Parallel Architecture, System, and Algorithm (PASA) Lab at the Electrical Engineering and Computer Science, University of California, Merced performs research in core technologies for large-scale parallel systems. The core theme of our research is to study how to enable scalable and efficient execution of applications (especially machine learning and artificial intelligence workloads) on increasingly complex large-scale parallel systems. Our work creates innovation in runtime, architecture, performance modeling, and programming models; We also investigate the impact of novel architectures (e.g., CXL-based memory and accelerator with massive parallelism) on the designs of applications and runtime. Our goal is to improve the performance, reliability, energy efficiency, and productivity of large-scale parallel systems. PASA is a part of High Performance Computing Systems and Architecture Group at UC Merced
[10/2023] Our paper on dynamic neural network ("Enabling Large Dynamic Neural Network Training with Learning-based Memory Management") is accepted by HPCA'24.
[8/2023] The undergraduate student Elgin Li joined PASA to enrich his experiences in research. Welcome Elgin!
[6/2023] Our project on tensor network is funded by the NFS PPoSS program. Thanks to our collaborators at NCSU and Oregon State!
[6/2023] NSF funds us to establish an IUCRC center, the Center for Memory System Research (CEMSYS)! Looking forward to the future collaboration between UC Merced, UC Davis and industry partners.
[5/2023] We summarized the discussions at the 1st Workshop for Heterogeneous and Composable Memory and published the summary as a SigArch blog.
[3/2023] A paper "Auto-HPCnet: An Automatic Framework to Build Neural Network-based Surrogate for High-Performance Computing Applications " is accepted to HPDC'23.
[2/2023] Co-chaired Workshop for Heterogeneous and Composable Memory
[2/2023] Invited as a panelist in the panel on "Challenges and Solutions for the upcoming Extreme Heterogeneity Era" in International Workshop on Extreme Heterogeneity Solutions associated with PPoPP'23.
[12/2022] Welcome new PhD students, Bin Ma and Jianbo Wu!
[11/2022] Dong Li was invited as a panelist in the panel on "AI for HPC" in Seventh International Workshop on Extreme Scale Programming Models and Middleware associated with SC'22.
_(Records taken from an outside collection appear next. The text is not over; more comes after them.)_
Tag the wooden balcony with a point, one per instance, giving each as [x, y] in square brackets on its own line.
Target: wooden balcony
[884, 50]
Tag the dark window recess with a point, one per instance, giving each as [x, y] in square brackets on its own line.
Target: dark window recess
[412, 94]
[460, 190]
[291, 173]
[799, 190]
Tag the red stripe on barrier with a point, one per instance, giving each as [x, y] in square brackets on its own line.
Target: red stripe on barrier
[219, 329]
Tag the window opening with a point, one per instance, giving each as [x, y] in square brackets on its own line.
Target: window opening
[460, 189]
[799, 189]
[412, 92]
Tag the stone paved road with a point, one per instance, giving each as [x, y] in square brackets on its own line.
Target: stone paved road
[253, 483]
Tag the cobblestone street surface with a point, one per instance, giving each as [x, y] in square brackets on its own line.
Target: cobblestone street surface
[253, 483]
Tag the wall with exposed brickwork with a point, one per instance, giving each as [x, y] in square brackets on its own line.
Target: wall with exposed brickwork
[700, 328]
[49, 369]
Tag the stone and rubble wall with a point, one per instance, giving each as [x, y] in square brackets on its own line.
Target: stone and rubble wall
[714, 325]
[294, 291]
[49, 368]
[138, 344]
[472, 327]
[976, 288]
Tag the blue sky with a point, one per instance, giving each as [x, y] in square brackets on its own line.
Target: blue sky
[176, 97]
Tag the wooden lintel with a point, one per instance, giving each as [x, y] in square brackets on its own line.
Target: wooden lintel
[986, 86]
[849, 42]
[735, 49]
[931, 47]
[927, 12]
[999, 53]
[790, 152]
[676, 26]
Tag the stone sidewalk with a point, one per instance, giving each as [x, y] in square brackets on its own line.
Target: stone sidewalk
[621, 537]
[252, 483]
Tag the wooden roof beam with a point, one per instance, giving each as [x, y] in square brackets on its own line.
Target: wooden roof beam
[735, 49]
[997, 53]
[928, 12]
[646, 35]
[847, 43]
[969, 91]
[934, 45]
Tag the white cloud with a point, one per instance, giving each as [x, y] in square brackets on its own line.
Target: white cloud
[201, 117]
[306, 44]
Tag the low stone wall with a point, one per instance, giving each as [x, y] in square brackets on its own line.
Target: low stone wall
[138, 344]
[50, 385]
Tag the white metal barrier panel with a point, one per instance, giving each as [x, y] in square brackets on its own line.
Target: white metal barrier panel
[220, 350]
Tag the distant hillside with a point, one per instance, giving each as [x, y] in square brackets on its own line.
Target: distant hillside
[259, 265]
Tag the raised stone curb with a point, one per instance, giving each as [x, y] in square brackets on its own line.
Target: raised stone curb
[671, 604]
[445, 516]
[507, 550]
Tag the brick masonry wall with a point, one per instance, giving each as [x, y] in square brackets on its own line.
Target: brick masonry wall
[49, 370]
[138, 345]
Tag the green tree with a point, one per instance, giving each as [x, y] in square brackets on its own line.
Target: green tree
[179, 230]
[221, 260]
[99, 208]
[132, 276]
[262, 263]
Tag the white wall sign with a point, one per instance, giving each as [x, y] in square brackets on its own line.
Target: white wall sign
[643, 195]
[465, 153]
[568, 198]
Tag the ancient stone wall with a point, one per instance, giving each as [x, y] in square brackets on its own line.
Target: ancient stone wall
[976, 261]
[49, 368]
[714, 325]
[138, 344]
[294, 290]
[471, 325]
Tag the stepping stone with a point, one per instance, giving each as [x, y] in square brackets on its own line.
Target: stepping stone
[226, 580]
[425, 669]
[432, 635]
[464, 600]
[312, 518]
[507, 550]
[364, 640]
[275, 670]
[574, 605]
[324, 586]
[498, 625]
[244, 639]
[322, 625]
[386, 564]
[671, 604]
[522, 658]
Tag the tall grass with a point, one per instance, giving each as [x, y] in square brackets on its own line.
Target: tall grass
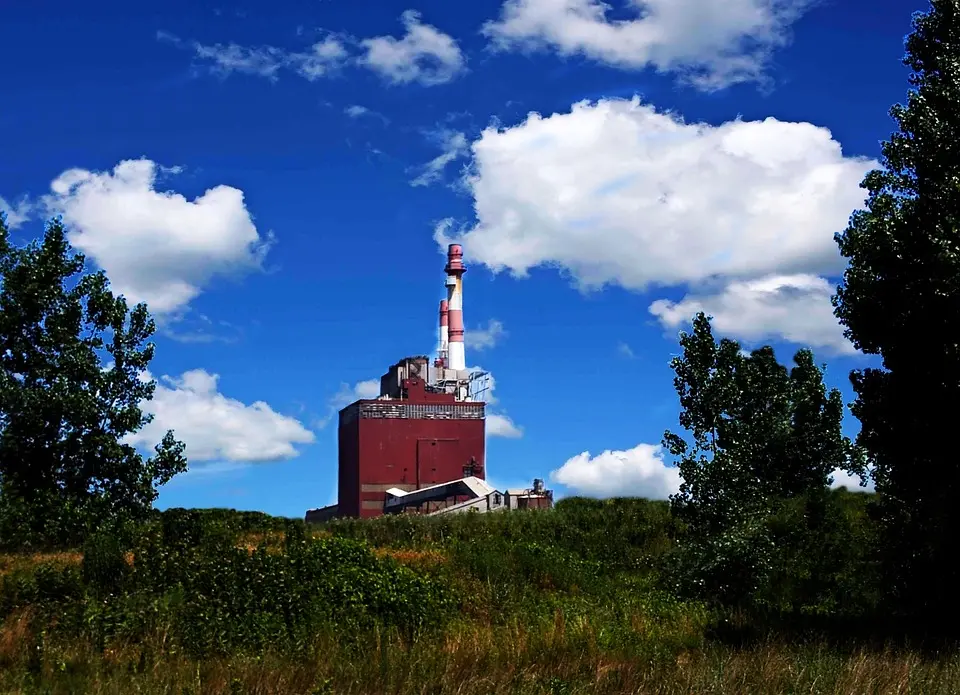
[573, 600]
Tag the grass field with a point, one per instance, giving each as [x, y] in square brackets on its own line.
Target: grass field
[557, 602]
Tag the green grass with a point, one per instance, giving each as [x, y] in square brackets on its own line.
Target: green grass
[566, 601]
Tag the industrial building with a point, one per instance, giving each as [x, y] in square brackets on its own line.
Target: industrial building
[420, 445]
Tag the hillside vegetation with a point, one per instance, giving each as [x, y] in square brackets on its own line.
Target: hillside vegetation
[578, 599]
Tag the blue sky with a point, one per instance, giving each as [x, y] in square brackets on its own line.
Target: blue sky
[278, 181]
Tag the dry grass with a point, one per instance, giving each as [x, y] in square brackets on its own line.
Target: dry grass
[11, 562]
[417, 559]
[562, 656]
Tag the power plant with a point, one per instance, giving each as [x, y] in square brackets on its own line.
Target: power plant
[420, 446]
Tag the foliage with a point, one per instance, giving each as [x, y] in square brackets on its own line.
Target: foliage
[760, 435]
[900, 299]
[64, 464]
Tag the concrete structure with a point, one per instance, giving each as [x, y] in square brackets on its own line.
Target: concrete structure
[424, 435]
[479, 496]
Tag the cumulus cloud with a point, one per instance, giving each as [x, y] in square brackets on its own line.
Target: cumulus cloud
[424, 54]
[615, 192]
[484, 338]
[156, 246]
[454, 145]
[796, 308]
[637, 472]
[215, 427]
[322, 58]
[18, 213]
[711, 43]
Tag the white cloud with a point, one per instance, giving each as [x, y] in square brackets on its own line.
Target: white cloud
[796, 308]
[320, 59]
[156, 246]
[614, 192]
[711, 43]
[484, 338]
[500, 425]
[217, 428]
[636, 472]
[425, 54]
[17, 213]
[454, 145]
[356, 111]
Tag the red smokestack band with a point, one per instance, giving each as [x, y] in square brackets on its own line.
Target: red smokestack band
[456, 325]
[455, 259]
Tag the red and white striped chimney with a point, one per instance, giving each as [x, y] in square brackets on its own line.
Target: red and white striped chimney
[456, 358]
[444, 332]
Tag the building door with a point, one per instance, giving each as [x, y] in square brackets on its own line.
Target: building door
[435, 459]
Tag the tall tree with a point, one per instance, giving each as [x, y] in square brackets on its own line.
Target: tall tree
[760, 434]
[900, 299]
[64, 415]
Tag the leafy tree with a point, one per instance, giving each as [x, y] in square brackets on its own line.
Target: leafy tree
[900, 299]
[760, 434]
[64, 416]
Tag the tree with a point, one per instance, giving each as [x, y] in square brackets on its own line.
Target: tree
[760, 435]
[64, 416]
[900, 300]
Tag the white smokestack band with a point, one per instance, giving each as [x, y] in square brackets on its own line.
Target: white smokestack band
[456, 357]
[444, 332]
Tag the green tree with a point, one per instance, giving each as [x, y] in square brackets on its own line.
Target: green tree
[900, 300]
[760, 435]
[64, 415]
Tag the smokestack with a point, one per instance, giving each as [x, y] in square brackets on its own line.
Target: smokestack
[456, 359]
[444, 332]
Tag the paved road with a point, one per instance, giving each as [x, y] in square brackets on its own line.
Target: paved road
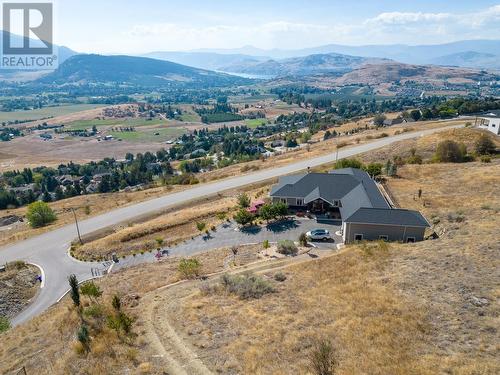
[48, 250]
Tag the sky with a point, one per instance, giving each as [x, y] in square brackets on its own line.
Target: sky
[126, 26]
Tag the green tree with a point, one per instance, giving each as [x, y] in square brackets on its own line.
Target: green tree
[190, 268]
[243, 217]
[267, 212]
[91, 290]
[74, 290]
[374, 169]
[415, 114]
[280, 209]
[40, 214]
[484, 145]
[84, 337]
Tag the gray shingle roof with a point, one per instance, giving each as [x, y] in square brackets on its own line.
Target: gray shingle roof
[388, 217]
[336, 185]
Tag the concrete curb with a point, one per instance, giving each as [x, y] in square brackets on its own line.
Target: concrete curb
[42, 273]
[79, 283]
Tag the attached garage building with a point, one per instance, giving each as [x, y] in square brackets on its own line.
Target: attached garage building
[384, 224]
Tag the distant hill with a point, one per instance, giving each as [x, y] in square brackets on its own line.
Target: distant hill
[138, 71]
[390, 72]
[301, 66]
[419, 54]
[470, 59]
[205, 60]
[63, 54]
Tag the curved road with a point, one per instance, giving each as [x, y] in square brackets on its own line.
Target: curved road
[49, 250]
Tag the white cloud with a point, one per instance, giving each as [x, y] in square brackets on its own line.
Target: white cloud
[403, 18]
[387, 27]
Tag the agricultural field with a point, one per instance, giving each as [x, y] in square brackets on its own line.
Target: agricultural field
[421, 308]
[255, 122]
[149, 135]
[46, 112]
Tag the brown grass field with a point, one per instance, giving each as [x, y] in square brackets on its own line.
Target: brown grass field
[388, 309]
[425, 308]
[100, 203]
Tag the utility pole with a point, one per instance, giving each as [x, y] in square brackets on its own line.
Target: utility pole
[77, 228]
[337, 150]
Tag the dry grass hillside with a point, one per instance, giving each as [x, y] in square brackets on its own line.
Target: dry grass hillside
[47, 345]
[424, 308]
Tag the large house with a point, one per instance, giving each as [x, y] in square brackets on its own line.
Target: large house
[352, 199]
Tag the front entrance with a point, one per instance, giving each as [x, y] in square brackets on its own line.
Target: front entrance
[324, 211]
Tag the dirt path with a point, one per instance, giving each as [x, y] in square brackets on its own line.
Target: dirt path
[178, 356]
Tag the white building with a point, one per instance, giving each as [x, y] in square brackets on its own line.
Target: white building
[490, 123]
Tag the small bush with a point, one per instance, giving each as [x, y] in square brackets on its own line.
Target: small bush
[246, 286]
[190, 268]
[93, 311]
[303, 239]
[4, 324]
[322, 359]
[17, 264]
[280, 276]
[287, 247]
[484, 145]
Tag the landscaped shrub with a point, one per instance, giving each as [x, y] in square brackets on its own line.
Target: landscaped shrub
[287, 247]
[243, 217]
[303, 239]
[246, 286]
[190, 268]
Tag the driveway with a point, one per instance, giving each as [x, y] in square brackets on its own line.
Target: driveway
[229, 234]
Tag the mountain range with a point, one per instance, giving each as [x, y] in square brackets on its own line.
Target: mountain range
[479, 54]
[131, 70]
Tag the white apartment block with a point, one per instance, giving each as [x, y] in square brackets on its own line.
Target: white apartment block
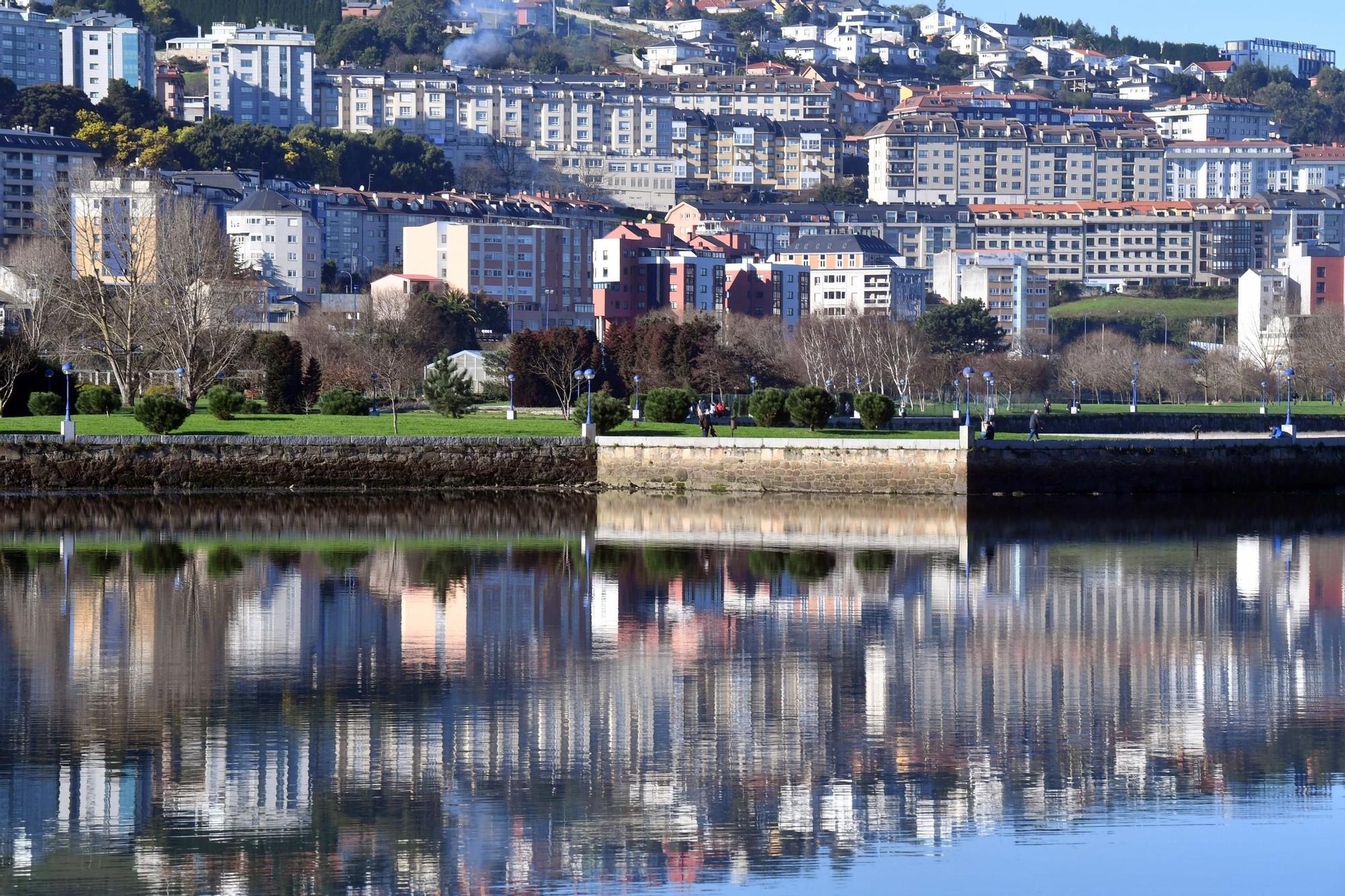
[262, 76]
[102, 48]
[531, 268]
[278, 240]
[1211, 118]
[30, 46]
[1319, 167]
[1227, 170]
[1015, 292]
[937, 159]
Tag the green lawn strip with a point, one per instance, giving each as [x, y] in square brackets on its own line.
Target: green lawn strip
[1136, 307]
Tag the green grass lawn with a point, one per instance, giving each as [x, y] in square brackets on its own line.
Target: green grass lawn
[1137, 309]
[418, 423]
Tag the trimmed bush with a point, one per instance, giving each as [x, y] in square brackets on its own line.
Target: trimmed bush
[161, 413]
[812, 407]
[875, 409]
[98, 400]
[46, 404]
[668, 405]
[225, 403]
[449, 388]
[341, 401]
[767, 407]
[609, 412]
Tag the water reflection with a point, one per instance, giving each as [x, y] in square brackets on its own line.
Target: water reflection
[540, 692]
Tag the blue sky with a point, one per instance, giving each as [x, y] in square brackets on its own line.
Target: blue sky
[1309, 21]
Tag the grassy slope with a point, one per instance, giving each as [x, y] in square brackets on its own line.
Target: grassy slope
[1137, 309]
[408, 424]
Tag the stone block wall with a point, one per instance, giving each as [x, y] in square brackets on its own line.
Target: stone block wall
[45, 463]
[843, 466]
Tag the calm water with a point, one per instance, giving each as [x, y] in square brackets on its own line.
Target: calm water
[627, 693]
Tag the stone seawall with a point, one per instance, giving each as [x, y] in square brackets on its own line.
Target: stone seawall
[1136, 466]
[45, 463]
[844, 466]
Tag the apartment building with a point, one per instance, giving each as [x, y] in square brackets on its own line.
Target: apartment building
[279, 240]
[32, 50]
[1304, 60]
[1211, 116]
[1265, 307]
[769, 290]
[171, 89]
[1226, 169]
[1319, 167]
[1016, 292]
[102, 48]
[917, 232]
[755, 153]
[36, 163]
[262, 76]
[1316, 279]
[1311, 217]
[1122, 245]
[115, 229]
[939, 159]
[857, 275]
[520, 266]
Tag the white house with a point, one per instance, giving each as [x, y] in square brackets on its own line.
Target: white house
[278, 240]
[102, 48]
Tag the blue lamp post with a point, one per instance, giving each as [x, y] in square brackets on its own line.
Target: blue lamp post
[68, 369]
[1289, 396]
[966, 374]
[588, 376]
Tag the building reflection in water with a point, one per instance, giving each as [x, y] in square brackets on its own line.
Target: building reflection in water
[644, 690]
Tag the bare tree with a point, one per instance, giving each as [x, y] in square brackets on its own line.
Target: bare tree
[393, 346]
[201, 299]
[107, 292]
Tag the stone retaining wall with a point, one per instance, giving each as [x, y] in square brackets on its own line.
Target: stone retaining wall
[1136, 466]
[45, 463]
[847, 466]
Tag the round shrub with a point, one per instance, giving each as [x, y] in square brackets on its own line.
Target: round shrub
[609, 412]
[161, 413]
[46, 404]
[875, 409]
[668, 405]
[98, 400]
[225, 403]
[812, 407]
[341, 401]
[767, 407]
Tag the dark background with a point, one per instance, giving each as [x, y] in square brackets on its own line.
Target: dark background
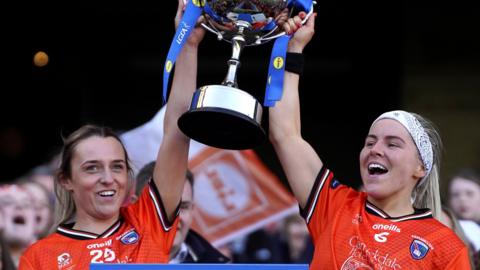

[11/2022] Dong Li co-chaired AI for Scientific Applications workshop associated with SC'22.
[11/2022] Thanks Lawrence Livermore National Lab (LLNL) for supporting our research on heterogeneous memory!
[11/2022] Thanks Oracle for supporting our research on large-scale AI model training!
[11/2022] Group meeting with DarchR Lab@UC Davis for research collaboration.
[11/2022] A paper "Merchandiser: Data Placement on Heterogeneous Memory for Task-Parallel HPC Applications with Load-Balance Awareness" is accepted to PPoPP'23.
[11/2022] Prof. Jian Huang@UIUC visited us and gave a talk "The ISA of Future Storage Systems: Interface, Specialization and Approach".
[9/2022] A paper on using heterogeneous memory to train GNN (titled "Betty: Enabling Large-Scale GNN Training with Batch-Level Graph Partitioning") is accepted to ASPLOS'23.
[9/2022] Welcome Prof. Tsung-wei Huang@Utah visits us.
[8/2022] Welcome new PhD student, Jin Huang!
[8/2022] Thanks SK hynix for supporting our research on heterogeneous memory.
[6/2022] A paper on mixed-precision AI model training is accepted into ATC'22.
[5/2022] Dong Xu and Jie Liu will go to SK hynix and Tencent for summer internship. Congratulations!